A meta-analysis reported no significant difference in the pooled effects of short lags (lag0, lag1 or lag0–1) of PM10 on CVD mortality and those of longer lags of up to a week [10]. This means that the deaths of very frail individuals were not merely brought forward by a few days, so no harvesting effects were observed. Harvesting effects are observed if the risks decrease at longer lags of air pollutants. This indicates that the frail individuals are removed from the population at short lags, leaving fewer frail individuals to be at risk at longer lags [52]. The meta-analysis reported pooled effects for all age groups and sexes combined. Few studies investigated susceptibility by age or sex, as mentioned before. In the current study, it appears that harvesting effects were not uniform for the different air pollutants nor the different subgroups. It was expected that harvesting effects will be clearly observed for females and the elderly, as they were identified to be more at risk from air pollution exposure at lag0–1. Possible reasons for the difference in harvesting effects among males and females may be due to physiology, as mentioned above, or exposure to indoor air pollution such as environmental tobacco smoke or polluting household fuel use for cooking and heating. Clearly, studies are needed in South Africa that investigate air pollution harvesting effects on mortality and hospital admissions. Even though harvesting may be observed in our study, from a public health risk communication perspective, it is beneficial to decrease air pollution levels in Cape Town. Chronic air pollution exposure leads to disease incidence [8,11], which in turn makes individuals in the population frail.
Air pollution and meteorological levels were measured at a few sites, and it was assumed that these levels are the same across the entire city. This may have led to measurement error. All ecological epidemiological studies have this limitation. However, it was shown that this exposure misclassification is non-differential and bias the effect estimates towards the null [53].
Another limitation is that PM2.5 was not investigated in this study. The pollutant was not monitored in the City of Cape Town during 2006–2015. PM2.5 can penetrate deeper into the respiratory tract than PM10, penetrate the lung barrier and enter the blood system, thus making it more hazardous to human health than PM10 [9,11].
The findings of this study can be applied to develop an early warning system for the city, e.g., use of machine learning methods [54]. For example, days can be grouped based on median daily air pollution levels at low, moderate and high Tapp levels. This can be a predictor variable for CVD mortality. It is important to note that the results cannot be extrapolated to other health outcomes such as hospital admissions, other cause-specific mortalities or to other cities in South Africa.

5. Conclusions

The daily PM10, NO2 and SO2 levels exceeded the daily WHO air quality guidelines frequently in Cape Town. These air pollution levels were similar to or even lower than those in Western Europe and North America, where most of the epidemiological evidence on the health effects of air pollution and human health are derived. However, the CVD mortality risks due to air pollution exposure were higher in Cape Town compared to those reported in meta-analyses that summarised the evidence. The air pollution effects on CVD mortality were modified by Tapp, with higher risks observed on days with moderate and high Tapp levels. The elderly and females were identified to be more vulnerable to PM10 and NO2 exposure. Harvesting effects were observed and were not uniform for the different air pollutants nor the different subgroups. The results can be used to develop an early warning system for the city.

Supplementary Materials

The following supporting information can be downloaded at: https://www.mdpi.com/article/10.3390/cli11020030/s1.

Author Contributions

Conceptualization, B.G.O. and J.W.; methodology, B.G.O., N.S.M. and J.W.; formal analysis, J.W.; data curation, N.S.M. and J.W.; writing—original draft preparation, B.G.O. and J.W.; writing—review and editing, B.G.O., N.S.M., J.S. and J.W. All authors have read and agreed to the published version of the manuscript.

Funding

The authors declare that no funds, grants or other support were received during the preparation of this manuscript.

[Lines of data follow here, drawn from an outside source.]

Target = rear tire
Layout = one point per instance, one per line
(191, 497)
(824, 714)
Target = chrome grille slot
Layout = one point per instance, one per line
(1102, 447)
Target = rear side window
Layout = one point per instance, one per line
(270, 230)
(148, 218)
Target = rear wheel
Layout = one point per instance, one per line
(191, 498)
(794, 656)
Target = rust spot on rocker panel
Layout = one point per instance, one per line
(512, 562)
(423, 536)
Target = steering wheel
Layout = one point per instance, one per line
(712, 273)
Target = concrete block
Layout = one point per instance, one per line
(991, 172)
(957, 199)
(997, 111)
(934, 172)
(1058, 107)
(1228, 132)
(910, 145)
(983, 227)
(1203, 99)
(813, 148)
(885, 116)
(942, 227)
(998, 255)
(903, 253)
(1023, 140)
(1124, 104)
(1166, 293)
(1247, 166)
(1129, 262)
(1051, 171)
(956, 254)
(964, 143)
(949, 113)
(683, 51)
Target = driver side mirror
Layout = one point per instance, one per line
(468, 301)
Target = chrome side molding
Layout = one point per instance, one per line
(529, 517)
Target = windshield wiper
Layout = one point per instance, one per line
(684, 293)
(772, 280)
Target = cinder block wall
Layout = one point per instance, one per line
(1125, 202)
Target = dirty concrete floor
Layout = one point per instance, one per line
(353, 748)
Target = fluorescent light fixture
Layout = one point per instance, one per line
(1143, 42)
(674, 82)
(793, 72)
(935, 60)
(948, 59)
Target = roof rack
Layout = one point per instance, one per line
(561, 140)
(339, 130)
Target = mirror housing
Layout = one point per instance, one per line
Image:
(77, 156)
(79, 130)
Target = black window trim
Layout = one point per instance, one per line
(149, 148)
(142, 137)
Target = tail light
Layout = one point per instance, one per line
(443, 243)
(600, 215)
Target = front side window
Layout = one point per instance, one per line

Data Availability Statement

Mortality data: individual-level respiratory disease mortality data (International Classification of Disease, 10th version [ICD-10] (J00–J99) were obtained from Statistics South Africa for the study period 1 January 2006 to 31 December 2015, but restrictions apply to the availability of these data, which were used under a strict signed data agreement, and so are not publicly available. Air pollution, temperature (°C) and relative humidity (%) data were obtained from the South African Weather Service for the study period, after signing a data agreement.

Acknowledgments

The authors would like to thank Statistics South Africa for the mortality data and the South African Weather Services for the air pollution and meteorology data.

Conflicts of Interest

The authors declare no conflict of interest.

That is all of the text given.